- The dimension-5 folded cube graph (i.e, the Clebsch graph).
- Vertices: $2^{n-1}$
- Edges: $2^{n-2}n$
- Diameter: $\left\lfloor \frac n 2 \right\rfloor$
- Chromatic number: $$\begin{cases} 2 & \text{even } n \\ 4 & \text{odd } n \end{cases}$$
- Properties: Regular Hamiltonian Distance-transitive.

= Folded cube graph =

Undirected graph derived from a hypercube graph

In graph theory, a folded cube graph is an undirected graph formed from a hypercube graph by adding to it a perfect matching that connects opposite pairs of hypercube vertices.

==Construction==
The folded cube graph of dimension k (containing 2^{k − 1} vertices) may be formed by adding edges between opposite pairs of vertices in a hypercube graph of dimension k − 1. (In a hypercube with 2^{n} vertices, a pair of vertices are opposite if the shortest path between them has length n.) It can, equivalently, be formed from a hypercube graph (also) of dimension k, which has twice as many vertices, by identifying together (or contracting) every opposite pair of vertices.

==Properties==
A dimension-k folded cube graph is a k-regular with 2^{k − 1} vertices and 2^{k − 2}k edges.

The chromatic number of the dimension-k folded cube graph is two when k is even (that is, in this case, the graph is bipartite) and four when k is odd. The odd girth of a folded cube of odd dimension is k, so for odd k greater than three the folded cube graphs provide a class of triangle-free graphs with chromatic number four and arbitrarily large odd girth. As a distance-regular graph with odd girth k and diameter (k − 1)/2, the folded cubes of odd dimension are examples of generalized odd graphs.

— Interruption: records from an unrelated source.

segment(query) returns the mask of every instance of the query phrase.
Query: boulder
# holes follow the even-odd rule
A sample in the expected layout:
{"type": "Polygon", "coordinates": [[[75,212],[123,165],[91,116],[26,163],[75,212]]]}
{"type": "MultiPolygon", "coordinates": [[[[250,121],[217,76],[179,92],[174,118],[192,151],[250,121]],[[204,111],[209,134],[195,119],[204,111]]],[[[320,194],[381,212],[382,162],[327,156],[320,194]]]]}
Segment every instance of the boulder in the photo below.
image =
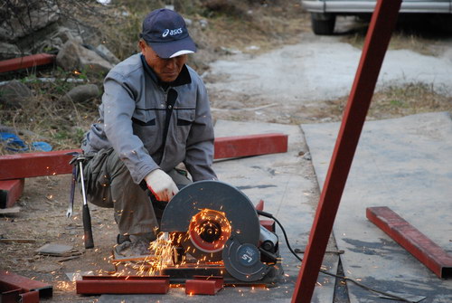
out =
{"type": "Polygon", "coordinates": [[[18,109],[30,97],[32,97],[32,90],[16,80],[0,85],[0,104],[2,105],[18,109]]]}
{"type": "Polygon", "coordinates": [[[81,46],[75,40],[68,40],[58,52],[57,64],[65,71],[86,71],[108,72],[113,64],[100,57],[96,52],[81,46]]]}
{"type": "Polygon", "coordinates": [[[80,103],[97,98],[99,94],[100,91],[96,84],[84,84],[76,86],[62,99],[66,100],[71,99],[74,103],[80,103]]]}

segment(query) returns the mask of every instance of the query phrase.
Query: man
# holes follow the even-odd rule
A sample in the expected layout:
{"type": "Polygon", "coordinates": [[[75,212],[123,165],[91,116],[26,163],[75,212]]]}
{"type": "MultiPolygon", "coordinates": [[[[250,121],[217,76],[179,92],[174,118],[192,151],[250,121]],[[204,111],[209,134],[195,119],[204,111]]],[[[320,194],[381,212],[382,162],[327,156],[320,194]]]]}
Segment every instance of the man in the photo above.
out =
{"type": "Polygon", "coordinates": [[[178,187],[216,179],[209,99],[185,65],[196,47],[184,18],[168,9],[151,12],[139,48],[105,78],[100,117],[82,142],[88,200],[115,209],[116,251],[123,256],[149,252],[155,213],[161,215],[178,187]],[[176,168],[181,163],[189,175],[176,168]]]}

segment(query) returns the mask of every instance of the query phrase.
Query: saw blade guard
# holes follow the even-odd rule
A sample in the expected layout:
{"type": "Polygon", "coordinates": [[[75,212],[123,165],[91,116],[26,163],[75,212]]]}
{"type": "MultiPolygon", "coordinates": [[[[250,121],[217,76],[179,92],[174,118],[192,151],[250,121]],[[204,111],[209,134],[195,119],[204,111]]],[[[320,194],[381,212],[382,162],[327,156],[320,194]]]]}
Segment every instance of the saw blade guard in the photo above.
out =
{"type": "Polygon", "coordinates": [[[165,232],[185,232],[183,246],[197,260],[222,260],[226,241],[258,246],[260,224],[253,204],[239,189],[220,181],[184,187],[166,206],[160,224],[165,232]]]}

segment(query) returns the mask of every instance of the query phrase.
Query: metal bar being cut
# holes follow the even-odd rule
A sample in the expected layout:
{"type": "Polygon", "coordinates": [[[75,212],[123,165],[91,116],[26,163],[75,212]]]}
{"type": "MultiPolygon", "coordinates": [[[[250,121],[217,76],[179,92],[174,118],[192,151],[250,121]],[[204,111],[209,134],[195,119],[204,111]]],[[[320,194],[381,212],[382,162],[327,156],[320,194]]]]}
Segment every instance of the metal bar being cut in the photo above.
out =
{"type": "Polygon", "coordinates": [[[452,256],[389,207],[368,207],[366,216],[438,277],[452,277],[452,256]]]}
{"type": "Polygon", "coordinates": [[[320,195],[292,302],[311,302],[378,75],[391,34],[396,25],[400,4],[401,0],[379,0],[375,6],[320,195]]]}
{"type": "Polygon", "coordinates": [[[85,276],[75,283],[80,295],[165,294],[169,290],[167,276],[85,276]]]}

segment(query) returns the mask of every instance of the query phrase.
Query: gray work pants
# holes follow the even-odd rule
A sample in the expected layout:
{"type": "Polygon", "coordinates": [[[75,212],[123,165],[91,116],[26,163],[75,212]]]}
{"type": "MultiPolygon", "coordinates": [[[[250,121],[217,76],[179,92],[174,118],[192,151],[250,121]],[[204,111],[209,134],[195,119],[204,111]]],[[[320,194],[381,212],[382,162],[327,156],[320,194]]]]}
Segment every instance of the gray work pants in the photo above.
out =
{"type": "MultiPolygon", "coordinates": [[[[114,208],[115,221],[121,234],[155,232],[158,222],[150,191],[133,182],[127,167],[113,148],[83,156],[87,157],[83,165],[87,200],[100,207],[114,208]]],[[[167,174],[179,187],[192,182],[175,169],[167,174]]],[[[80,177],[78,179],[80,183],[80,177]]],[[[155,203],[160,204],[154,201],[155,203]]]]}

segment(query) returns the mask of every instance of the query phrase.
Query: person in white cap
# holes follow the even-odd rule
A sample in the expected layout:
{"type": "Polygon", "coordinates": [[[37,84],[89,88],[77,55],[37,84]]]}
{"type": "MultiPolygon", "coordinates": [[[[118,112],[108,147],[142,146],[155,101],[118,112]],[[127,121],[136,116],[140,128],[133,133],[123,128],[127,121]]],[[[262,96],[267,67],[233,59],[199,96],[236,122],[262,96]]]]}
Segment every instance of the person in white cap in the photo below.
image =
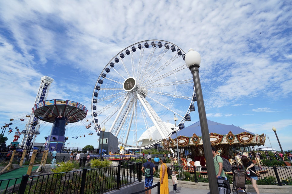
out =
{"type": "MultiPolygon", "coordinates": [[[[155,172],[155,165],[151,162],[151,155],[147,156],[147,161],[143,164],[141,169],[145,174],[145,189],[152,186],[153,174],[155,172]]],[[[151,194],[151,189],[145,191],[145,194],[151,194]]]]}

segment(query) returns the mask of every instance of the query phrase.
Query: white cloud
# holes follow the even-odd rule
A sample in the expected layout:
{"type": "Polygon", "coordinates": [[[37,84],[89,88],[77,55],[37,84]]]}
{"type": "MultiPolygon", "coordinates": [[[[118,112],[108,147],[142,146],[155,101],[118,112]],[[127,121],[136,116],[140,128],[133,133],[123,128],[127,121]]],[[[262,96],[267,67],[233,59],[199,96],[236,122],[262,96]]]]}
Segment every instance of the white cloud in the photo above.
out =
{"type": "Polygon", "coordinates": [[[273,110],[271,110],[270,108],[258,108],[257,109],[253,109],[252,111],[254,112],[274,112],[273,110]]]}
{"type": "MultiPolygon", "coordinates": [[[[97,77],[112,58],[135,42],[157,39],[200,53],[207,111],[228,113],[208,117],[232,118],[236,125],[288,119],[291,9],[274,0],[2,1],[0,117],[30,112],[45,75],[54,80],[48,98],[90,108],[97,77]]],[[[181,106],[174,109],[185,112],[181,106]]]]}

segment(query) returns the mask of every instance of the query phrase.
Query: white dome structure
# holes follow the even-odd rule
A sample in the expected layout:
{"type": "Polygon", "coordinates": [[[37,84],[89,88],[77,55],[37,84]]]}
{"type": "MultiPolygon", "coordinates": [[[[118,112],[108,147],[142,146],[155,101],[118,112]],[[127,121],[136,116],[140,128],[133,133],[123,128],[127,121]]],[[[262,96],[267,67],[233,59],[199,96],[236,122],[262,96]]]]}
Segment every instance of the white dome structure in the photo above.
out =
{"type": "MultiPolygon", "coordinates": [[[[166,123],[164,121],[163,121],[163,123],[166,126],[167,129],[168,130],[167,132],[167,134],[170,134],[173,131],[171,128],[174,128],[174,124],[166,123]]],[[[152,138],[151,143],[152,145],[153,144],[153,142],[156,142],[166,138],[166,137],[161,137],[155,127],[153,126],[149,127],[142,133],[138,139],[137,142],[139,143],[140,142],[142,142],[142,144],[141,144],[141,146],[142,147],[147,146],[148,145],[150,146],[149,138],[150,137],[152,138]]]]}

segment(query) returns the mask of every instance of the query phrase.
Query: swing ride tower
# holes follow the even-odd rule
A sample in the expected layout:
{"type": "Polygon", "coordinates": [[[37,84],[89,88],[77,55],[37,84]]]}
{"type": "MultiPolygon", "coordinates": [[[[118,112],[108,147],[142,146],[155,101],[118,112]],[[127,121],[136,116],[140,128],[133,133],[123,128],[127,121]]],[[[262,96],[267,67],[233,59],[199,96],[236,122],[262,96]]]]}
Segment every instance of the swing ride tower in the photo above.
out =
{"type": "MultiPolygon", "coordinates": [[[[54,81],[54,79],[47,76],[41,78],[41,85],[34,104],[42,102],[47,99],[51,84],[54,81]]],[[[29,120],[26,125],[25,129],[21,132],[24,137],[19,145],[19,147],[22,149],[29,149],[31,147],[32,147],[35,138],[40,134],[40,125],[38,124],[38,119],[34,116],[33,111],[31,112],[30,115],[27,115],[26,117],[29,117],[29,120]]]]}
{"type": "Polygon", "coordinates": [[[88,111],[85,106],[68,100],[44,100],[35,104],[33,108],[34,116],[53,124],[50,134],[45,137],[45,149],[49,152],[54,149],[62,151],[68,138],[65,136],[66,126],[82,120],[86,117],[88,111]]]}

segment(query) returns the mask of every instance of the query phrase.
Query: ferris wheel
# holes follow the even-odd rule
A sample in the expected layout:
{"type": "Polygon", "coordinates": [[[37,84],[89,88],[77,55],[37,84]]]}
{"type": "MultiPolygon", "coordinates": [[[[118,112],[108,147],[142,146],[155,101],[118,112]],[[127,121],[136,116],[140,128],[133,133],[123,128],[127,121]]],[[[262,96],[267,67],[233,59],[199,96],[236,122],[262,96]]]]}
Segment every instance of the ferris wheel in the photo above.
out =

When k is odd, the bipartite double cover of the dimension-k folded cube is the dimension-k cube from which it was formed.
However, when k is even, the dimension-k cube is a double cover but not the bipartite double cover. In this case, the folded cube is itself already bipartite. Folded cube graphs inherit from their hypercube subgraphs the property of having a Hamiltonian cycle, and from the hypercubes that double cover them the property of being a distance-transitive graph.

When k is odd, the dimension-k folded cube contains as a subgraph a complete binary tree with 2^{k-1} − 1 nodes. However, when k is even, this is not possible, because in this case the folded cube is a bipartite graph with equal numbers of vertices on each side of the bipartition, very different from the nearly two-to-one ratio for the bipartition of a complete binary tree.

==Examples==
- The folded cube graph of dimension three is a complete graph K_{4}.
- The folded cube graph of dimension four is the complete bipartite graph K_{4,4}.
- The folded cube graph of dimension five is the Clebsch graph.
- The folded cube graph of dimension six is the Kummer graph, i.e. the Levi graph of the Kummer point-plane configuration.

==Applications==
In parallel computing, folded cube graphs have been studied as a potential network topology, as an alternative to the hypercube. Compared to a hypercube, a folded cube with the same number of nodes has nearly the same vertex degree but only half the diameter. Efficient distributed algorithms (relative to those for a hypercube) are known for broadcasting information in a folded cube.